After cycling through multiple CEOs, each with their own priorities, the company now has its hands in several different industries, ranging from aviation to healthcare to venture capital and finance.

For better or worse, that means the consumer-focused, home lighting side of GE's operations is no longer a priority. Indeed, in a press release issued today, the company announced that it has signed a "definitive agreement" to sell its lighting business to Savant Systems. Savant is a smart home company that sells a fairly standard variety of products: it sells smart speakers, smart shades, smart thermostats, and more.

If you're wondering why GE has chosen to sell GE Lighting after roughly 130 years of operation, company Chairman and CEO Lawrence Culp offered the following explanation:

Today's transaction is another important step in the transformation of GE into a more focused industrial company. Our GE Lighting colleagues will join a fast-growing leader in home automation that shares their passion for bringing the future to light. Together with Savant, GE Lighting will continue its legacy of innovation, while we at GE will continue to advance the infrastructure technologies that are core to our company and draw on the roots of our founder, Thomas Edison.

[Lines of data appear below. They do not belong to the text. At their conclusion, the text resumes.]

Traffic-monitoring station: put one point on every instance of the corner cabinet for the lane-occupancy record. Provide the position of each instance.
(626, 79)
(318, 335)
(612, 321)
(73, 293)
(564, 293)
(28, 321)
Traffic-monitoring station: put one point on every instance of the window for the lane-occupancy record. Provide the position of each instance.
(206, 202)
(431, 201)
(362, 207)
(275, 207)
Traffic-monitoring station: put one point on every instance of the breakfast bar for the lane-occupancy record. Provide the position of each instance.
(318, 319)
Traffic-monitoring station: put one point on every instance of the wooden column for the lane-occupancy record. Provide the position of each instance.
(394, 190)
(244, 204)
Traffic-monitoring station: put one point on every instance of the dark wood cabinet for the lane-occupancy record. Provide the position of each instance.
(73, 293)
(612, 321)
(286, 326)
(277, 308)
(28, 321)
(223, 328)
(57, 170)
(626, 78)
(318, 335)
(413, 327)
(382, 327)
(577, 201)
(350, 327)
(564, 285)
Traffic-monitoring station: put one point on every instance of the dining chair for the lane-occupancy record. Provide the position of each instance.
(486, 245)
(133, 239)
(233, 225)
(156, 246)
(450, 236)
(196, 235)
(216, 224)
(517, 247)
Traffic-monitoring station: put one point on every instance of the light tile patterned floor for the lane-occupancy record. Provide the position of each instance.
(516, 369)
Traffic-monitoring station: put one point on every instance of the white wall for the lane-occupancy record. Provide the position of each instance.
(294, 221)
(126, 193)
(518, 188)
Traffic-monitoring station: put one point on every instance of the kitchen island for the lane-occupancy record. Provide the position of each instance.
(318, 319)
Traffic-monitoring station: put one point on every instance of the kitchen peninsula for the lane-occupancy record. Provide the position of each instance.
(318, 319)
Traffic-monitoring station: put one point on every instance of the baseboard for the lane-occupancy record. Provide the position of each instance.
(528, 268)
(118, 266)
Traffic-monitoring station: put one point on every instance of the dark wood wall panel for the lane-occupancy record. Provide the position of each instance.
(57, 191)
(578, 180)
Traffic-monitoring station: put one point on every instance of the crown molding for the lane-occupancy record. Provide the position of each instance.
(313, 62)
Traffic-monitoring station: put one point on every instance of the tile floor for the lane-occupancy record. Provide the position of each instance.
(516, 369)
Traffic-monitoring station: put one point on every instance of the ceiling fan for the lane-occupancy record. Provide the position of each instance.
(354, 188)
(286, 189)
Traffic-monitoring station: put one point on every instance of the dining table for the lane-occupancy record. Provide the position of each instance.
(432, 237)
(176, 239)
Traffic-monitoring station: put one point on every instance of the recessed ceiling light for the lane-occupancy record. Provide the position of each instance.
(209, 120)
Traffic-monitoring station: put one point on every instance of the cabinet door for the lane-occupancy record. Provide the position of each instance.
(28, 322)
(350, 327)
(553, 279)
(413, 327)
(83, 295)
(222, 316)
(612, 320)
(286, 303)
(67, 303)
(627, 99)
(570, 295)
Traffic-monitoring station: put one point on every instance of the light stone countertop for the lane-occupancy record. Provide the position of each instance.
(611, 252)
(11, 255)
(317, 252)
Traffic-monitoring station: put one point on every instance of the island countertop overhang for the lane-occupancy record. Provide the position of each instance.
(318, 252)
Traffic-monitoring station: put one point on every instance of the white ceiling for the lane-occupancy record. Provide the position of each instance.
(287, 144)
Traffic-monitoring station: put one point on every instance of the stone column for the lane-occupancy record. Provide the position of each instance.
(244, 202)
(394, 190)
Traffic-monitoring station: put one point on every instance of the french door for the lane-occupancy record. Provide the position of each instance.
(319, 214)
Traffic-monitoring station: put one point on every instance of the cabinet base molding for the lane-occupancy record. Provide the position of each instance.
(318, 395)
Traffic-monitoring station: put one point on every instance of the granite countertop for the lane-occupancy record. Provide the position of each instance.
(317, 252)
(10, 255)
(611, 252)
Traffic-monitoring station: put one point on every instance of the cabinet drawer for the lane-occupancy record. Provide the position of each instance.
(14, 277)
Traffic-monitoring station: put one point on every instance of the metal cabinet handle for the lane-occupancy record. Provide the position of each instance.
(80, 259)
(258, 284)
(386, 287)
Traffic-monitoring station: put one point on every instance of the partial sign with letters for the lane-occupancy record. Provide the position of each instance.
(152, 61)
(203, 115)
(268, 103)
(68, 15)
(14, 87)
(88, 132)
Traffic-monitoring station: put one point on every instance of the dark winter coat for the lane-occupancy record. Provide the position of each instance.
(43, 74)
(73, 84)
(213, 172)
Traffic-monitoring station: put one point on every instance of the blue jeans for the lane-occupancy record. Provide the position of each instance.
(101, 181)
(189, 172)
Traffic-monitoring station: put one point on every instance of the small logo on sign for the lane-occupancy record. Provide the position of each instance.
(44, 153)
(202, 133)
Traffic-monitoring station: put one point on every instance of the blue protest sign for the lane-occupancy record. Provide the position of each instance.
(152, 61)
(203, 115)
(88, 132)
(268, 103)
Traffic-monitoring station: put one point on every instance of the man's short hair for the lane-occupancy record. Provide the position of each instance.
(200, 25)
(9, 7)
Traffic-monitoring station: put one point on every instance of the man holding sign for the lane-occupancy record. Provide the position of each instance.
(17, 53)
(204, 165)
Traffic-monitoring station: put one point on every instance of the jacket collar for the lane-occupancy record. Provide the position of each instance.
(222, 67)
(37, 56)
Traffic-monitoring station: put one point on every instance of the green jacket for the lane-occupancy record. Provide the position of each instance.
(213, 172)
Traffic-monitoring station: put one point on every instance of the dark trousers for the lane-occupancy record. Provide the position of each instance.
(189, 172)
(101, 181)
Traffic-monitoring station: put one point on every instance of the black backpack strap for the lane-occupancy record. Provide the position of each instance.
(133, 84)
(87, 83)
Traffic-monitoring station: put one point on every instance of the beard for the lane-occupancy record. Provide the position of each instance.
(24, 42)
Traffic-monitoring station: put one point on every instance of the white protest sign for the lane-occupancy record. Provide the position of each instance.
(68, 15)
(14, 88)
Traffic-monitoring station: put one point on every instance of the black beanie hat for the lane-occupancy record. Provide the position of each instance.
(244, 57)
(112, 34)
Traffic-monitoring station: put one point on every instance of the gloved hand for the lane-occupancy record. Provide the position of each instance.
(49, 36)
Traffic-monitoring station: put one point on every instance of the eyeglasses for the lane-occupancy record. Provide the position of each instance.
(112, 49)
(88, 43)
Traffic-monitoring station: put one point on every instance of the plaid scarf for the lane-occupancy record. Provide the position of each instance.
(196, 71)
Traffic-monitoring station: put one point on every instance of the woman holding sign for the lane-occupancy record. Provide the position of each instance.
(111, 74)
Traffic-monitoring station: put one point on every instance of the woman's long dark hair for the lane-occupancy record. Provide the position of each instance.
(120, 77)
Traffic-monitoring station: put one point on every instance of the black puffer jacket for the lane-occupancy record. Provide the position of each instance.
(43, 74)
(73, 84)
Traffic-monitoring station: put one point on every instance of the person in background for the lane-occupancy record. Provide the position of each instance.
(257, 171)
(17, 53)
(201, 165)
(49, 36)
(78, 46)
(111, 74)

In other words, GE simply isn't interested in being a part of the home lighting industry anymore, which isn't much of a surprise. Nonetheless, this move marks the end of an era, and we're sure some of GE's long-term, die-hard customers will be disappointed by this news.

GE understandably strayed away from offering any specific details about the sale in its official press release. However, a report from the Wall Street Journal claims that the deal was worth about $250 million, which is a pretty nice chunk of change (though it will do little to reduce GE's massive corporate debt).